Posted on: September 24th, 2010 by Guest Writer

Written by April Johnson

The Pauli Murray House c. 1910.

The Pauli Murray House c. 1910.

Dr. Anna Pauline (Pauli) Murray, an orphan, was born in1910 and raised by grandparents Robert and Cornelia Fitzgerald in Durham, NC. Pauli’s grandfather and great uncle established economic stability as landowners, educators and business leaders in the community and stood for everything the Ku Klux Klan and Jim Crow laws fought to prevent.

Pauli became an activist in her twenties, later emerging as a leader in the civil rights and women’s rights movements.  Pauli was also a writer, poet, teacher, feminist and a first of a few things.  She was the first African American woman to receive a J.D.S. from Yale University and the first African American woman to become an Episcopal priest.  During her career, Pauli worked with Eleanor Roosevelt, Martin Luther King, Thurgood Marshall and Philip Randolph.

Today, the one-and-a-half story I-house where Pauli grew up sits far back from the road up against a cemetery.  It stands tall and distinct from the other houses around it, but is vacant, rancid, trashed and constantly broken into by vagrants.  For years now the community organized meetings to figure out how the house can be saved.  Finally, thanks to the Pauli Murray Project, the talking is turning into action.  Baby steps, but action!

There is a core group of organizations thinking and strategizing about what to do to celebrate Pauli Murray’s childhood home.  I volunteered for this project like a schoolgirl raising her hand in the classroom shaking her arm uncontrollably nearly falling out of her seat.  Once I read only a few chapters of Pauli Murray’s autobiography Proud Shoes, I knew I was in.

The Pauli Murray House in 2010.

The Pauli Murray House in 2010.

A problem facing the groups is that the house has been altered a bit, so at least two applications to the State Historic Preservation Office were not approved for the study list. I was discouraged and didn’t think much else of it until I took my survey advisor with me to help me decide on historic district boundaries for the neighborhood where the house is located.  She too turned into that schoolgirl and urged me to send in the application again.  What?!

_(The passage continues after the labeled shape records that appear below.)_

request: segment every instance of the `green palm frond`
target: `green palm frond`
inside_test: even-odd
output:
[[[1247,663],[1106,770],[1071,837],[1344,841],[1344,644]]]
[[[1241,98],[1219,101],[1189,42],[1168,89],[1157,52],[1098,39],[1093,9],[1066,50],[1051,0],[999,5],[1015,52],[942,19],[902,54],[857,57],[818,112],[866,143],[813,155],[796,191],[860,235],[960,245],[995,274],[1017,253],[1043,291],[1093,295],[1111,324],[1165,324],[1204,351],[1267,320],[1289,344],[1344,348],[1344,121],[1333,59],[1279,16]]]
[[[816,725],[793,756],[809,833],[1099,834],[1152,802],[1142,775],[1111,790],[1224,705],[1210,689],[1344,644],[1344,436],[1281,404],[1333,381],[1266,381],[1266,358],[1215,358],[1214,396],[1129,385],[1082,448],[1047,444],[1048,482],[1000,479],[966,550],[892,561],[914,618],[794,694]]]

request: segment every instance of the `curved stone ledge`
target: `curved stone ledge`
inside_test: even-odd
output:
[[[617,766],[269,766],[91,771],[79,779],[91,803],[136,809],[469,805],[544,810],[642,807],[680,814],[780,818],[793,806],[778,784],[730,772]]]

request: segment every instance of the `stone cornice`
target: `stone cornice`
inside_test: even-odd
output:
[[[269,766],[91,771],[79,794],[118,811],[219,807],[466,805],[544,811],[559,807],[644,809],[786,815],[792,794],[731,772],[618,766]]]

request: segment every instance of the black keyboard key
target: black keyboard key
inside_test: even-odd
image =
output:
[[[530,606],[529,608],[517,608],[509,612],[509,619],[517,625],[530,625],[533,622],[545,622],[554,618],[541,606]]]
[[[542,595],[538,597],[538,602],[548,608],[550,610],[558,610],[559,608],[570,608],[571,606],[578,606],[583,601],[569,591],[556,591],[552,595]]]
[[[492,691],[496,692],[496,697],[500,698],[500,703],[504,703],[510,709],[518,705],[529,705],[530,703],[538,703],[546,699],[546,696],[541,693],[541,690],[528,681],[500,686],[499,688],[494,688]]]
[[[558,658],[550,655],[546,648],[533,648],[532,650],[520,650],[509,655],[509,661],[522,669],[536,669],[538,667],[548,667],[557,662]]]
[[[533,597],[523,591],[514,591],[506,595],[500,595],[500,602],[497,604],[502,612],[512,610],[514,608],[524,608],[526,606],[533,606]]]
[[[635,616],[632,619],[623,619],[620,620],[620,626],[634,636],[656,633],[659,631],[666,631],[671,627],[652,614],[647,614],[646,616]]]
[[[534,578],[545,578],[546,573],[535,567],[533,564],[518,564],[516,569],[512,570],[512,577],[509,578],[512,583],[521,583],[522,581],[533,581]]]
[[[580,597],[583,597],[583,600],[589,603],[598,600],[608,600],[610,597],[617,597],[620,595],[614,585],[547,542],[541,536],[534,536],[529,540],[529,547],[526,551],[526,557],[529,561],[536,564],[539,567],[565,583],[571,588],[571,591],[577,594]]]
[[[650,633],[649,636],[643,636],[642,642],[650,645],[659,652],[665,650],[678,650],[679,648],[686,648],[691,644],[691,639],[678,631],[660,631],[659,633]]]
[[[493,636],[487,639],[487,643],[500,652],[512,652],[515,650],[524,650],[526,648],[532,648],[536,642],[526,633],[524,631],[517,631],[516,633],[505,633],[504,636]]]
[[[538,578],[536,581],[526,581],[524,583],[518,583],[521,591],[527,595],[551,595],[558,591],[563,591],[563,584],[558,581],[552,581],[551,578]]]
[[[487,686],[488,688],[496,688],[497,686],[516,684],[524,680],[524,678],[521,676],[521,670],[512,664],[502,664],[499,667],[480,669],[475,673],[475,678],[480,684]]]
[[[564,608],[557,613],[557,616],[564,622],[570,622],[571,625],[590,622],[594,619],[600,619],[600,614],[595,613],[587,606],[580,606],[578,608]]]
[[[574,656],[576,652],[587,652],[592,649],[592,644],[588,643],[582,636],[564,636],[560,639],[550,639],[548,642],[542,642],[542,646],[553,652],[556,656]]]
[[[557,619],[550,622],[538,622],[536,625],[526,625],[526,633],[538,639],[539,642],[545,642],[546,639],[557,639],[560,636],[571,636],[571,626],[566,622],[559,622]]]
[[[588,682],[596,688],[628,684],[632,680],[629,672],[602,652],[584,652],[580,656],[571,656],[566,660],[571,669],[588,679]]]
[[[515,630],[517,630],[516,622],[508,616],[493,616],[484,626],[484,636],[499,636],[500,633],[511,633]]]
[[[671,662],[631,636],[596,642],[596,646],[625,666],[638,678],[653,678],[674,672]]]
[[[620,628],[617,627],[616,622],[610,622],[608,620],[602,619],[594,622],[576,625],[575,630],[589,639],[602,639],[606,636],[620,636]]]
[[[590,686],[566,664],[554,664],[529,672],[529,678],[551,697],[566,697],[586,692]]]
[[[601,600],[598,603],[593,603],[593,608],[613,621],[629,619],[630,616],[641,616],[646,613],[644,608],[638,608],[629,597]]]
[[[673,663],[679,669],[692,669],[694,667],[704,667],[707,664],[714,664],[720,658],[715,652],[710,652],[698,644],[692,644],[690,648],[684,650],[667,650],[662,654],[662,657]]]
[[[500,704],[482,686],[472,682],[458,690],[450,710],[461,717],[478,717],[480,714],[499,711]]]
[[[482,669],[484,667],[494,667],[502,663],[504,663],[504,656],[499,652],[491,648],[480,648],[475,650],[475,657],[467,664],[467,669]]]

So now I’m excited about working with the Pauli Murray Project, the Durham Quality of Life Council and self-help, yes I said it…self-help.  Our priority is getting the funds for the work and yes we take checks, credit cards and cash. I will work on documentation and submitting a nomination for the National Register of Historic Places. Our mission is to save this house and make it a place to remember Pauli Murray’s activism and create a sense of community pride.  Maybe later we’ll decide on what we’d like to do with the house once it rehabilitated.

April Johnson is the Documentation of African American Historic Sites Coordinator for Preservation Durham in partnership with the National Trust for Historic Preservation Partners in the Field program.